The Trump Administration is busy expanding the nation’s immigration prison archipelago. An internal DHS document reports that the Immigration and Customs Enforcement agency has already boosted its capacity by 1,100 beds available nightly. It is has identified an additional 21,000 beds that it could potentially tap. As I wrote last week, the Detention Watch Network has confirmed that ICE has secured agreements for over 2,000 beds in recent months and is currently negotiating for access to an additional 1,500 beds. Even before this increase, ICE already operated an enormous prison estate. For years it has kept at least 34,000 beds at its disposal.

Despite claims by the Supreme Court and ICE officials that ICE confinement is not punitive, detention under ICE’s control often brings horrific consequences. Access to medical care is lamentable.

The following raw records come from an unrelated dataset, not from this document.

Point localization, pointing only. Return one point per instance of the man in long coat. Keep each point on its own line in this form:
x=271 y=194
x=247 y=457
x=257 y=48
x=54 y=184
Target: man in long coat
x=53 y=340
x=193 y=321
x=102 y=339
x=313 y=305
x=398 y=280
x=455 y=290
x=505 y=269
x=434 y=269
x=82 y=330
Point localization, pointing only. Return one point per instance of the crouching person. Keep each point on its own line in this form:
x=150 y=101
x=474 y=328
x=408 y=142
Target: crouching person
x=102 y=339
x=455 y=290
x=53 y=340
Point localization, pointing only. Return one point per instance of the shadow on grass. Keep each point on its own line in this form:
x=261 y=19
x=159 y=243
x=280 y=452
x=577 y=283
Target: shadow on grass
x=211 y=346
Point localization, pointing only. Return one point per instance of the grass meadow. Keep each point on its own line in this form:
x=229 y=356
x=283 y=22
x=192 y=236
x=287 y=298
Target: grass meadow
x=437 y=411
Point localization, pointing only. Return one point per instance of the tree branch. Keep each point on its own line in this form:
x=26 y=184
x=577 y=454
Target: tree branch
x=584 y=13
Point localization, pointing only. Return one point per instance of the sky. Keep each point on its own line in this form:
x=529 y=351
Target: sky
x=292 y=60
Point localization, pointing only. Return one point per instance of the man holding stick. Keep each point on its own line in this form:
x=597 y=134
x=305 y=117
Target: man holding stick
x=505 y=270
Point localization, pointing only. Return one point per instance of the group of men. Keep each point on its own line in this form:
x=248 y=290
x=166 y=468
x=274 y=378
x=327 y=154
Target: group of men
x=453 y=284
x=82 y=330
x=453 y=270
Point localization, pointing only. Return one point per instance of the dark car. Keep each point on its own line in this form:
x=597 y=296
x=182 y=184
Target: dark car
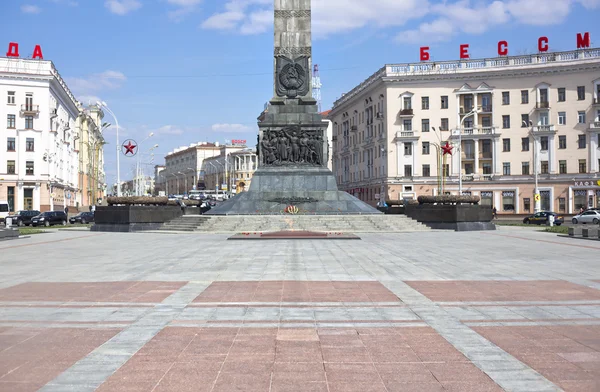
x=23 y=217
x=82 y=217
x=50 y=218
x=541 y=218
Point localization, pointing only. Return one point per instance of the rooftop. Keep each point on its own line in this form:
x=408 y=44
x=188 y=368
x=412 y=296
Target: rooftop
x=453 y=67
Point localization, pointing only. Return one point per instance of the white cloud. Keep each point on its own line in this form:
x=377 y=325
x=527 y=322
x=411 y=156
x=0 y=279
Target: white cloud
x=184 y=8
x=30 y=9
x=86 y=88
x=122 y=7
x=229 y=128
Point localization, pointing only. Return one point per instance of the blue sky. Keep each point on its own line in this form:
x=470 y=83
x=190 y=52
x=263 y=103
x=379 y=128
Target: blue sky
x=201 y=70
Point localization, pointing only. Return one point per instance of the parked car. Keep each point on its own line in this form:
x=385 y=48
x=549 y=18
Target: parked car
x=4 y=210
x=589 y=216
x=82 y=217
x=23 y=217
x=50 y=218
x=541 y=218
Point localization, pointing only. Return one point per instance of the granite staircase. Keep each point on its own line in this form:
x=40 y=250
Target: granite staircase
x=270 y=223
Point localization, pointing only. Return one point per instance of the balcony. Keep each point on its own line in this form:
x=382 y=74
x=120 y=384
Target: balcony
x=30 y=110
x=544 y=129
x=406 y=134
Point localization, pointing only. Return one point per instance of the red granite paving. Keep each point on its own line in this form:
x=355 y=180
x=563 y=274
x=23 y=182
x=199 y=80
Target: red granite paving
x=536 y=290
x=296 y=291
x=91 y=291
x=569 y=356
x=30 y=358
x=291 y=360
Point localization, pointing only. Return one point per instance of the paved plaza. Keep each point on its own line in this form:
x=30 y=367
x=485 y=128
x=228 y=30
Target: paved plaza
x=513 y=310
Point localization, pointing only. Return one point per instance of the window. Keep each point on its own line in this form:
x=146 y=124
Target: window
x=444 y=102
x=29 y=144
x=562 y=167
x=527 y=204
x=508 y=201
x=28 y=122
x=562 y=204
x=426 y=171
x=580 y=93
x=562 y=142
x=10 y=121
x=562 y=118
x=425 y=148
x=10 y=144
x=444 y=126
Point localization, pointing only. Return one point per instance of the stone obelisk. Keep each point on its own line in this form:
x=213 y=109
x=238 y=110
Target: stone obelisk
x=292 y=142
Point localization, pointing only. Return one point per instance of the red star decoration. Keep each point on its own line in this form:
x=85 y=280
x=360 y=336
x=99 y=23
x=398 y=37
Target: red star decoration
x=129 y=148
x=447 y=149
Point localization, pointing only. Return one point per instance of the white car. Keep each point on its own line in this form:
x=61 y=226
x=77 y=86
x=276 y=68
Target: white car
x=589 y=216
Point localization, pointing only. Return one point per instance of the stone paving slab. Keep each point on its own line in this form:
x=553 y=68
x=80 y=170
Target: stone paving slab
x=401 y=312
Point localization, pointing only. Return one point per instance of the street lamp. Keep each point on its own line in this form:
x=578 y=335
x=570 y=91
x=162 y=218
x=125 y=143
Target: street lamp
x=103 y=104
x=536 y=196
x=472 y=112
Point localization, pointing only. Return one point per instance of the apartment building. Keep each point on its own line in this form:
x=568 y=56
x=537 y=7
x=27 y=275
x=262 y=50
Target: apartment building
x=232 y=170
x=504 y=118
x=39 y=154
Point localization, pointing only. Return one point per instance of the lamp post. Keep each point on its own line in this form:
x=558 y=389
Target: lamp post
x=536 y=196
x=103 y=104
x=462 y=121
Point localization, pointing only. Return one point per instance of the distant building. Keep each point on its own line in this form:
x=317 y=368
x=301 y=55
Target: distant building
x=387 y=131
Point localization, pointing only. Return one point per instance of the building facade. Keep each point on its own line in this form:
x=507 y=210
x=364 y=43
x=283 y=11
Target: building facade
x=39 y=155
x=184 y=167
x=232 y=170
x=92 y=179
x=503 y=117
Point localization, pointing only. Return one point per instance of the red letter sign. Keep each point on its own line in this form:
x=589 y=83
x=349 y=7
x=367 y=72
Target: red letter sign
x=543 y=44
x=464 y=51
x=13 y=50
x=37 y=52
x=502 y=48
x=583 y=42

Children are traumatized. Sexual abuse remains a problem. And people die. From 2004 to 2014, at least 144 people died in ICE’s custody.

According to an analysis of ICE death reports, over thirteen percent of these deaths resulted from suicide. Another seventy-four percent resulted from an identifiable medical problem. The reports authors note that deaths declined over the ten-year period analyzed, but they could not identify a single cause. Perhaps fewer people died because ICE improved the medical care it provides or perhaps shifts in enforcement practices simply shifted deaths away from ICE and toward other governmental units like the Border Patrol, state prisons, or county jails.

Recent reports about ICE deaths suggest there is reason to remain vigilant for an uptick. Earlier this spring, two people died in a single ICE contracted facility within a three-week period. At least six people have died in ICE custody since October 1, 2016.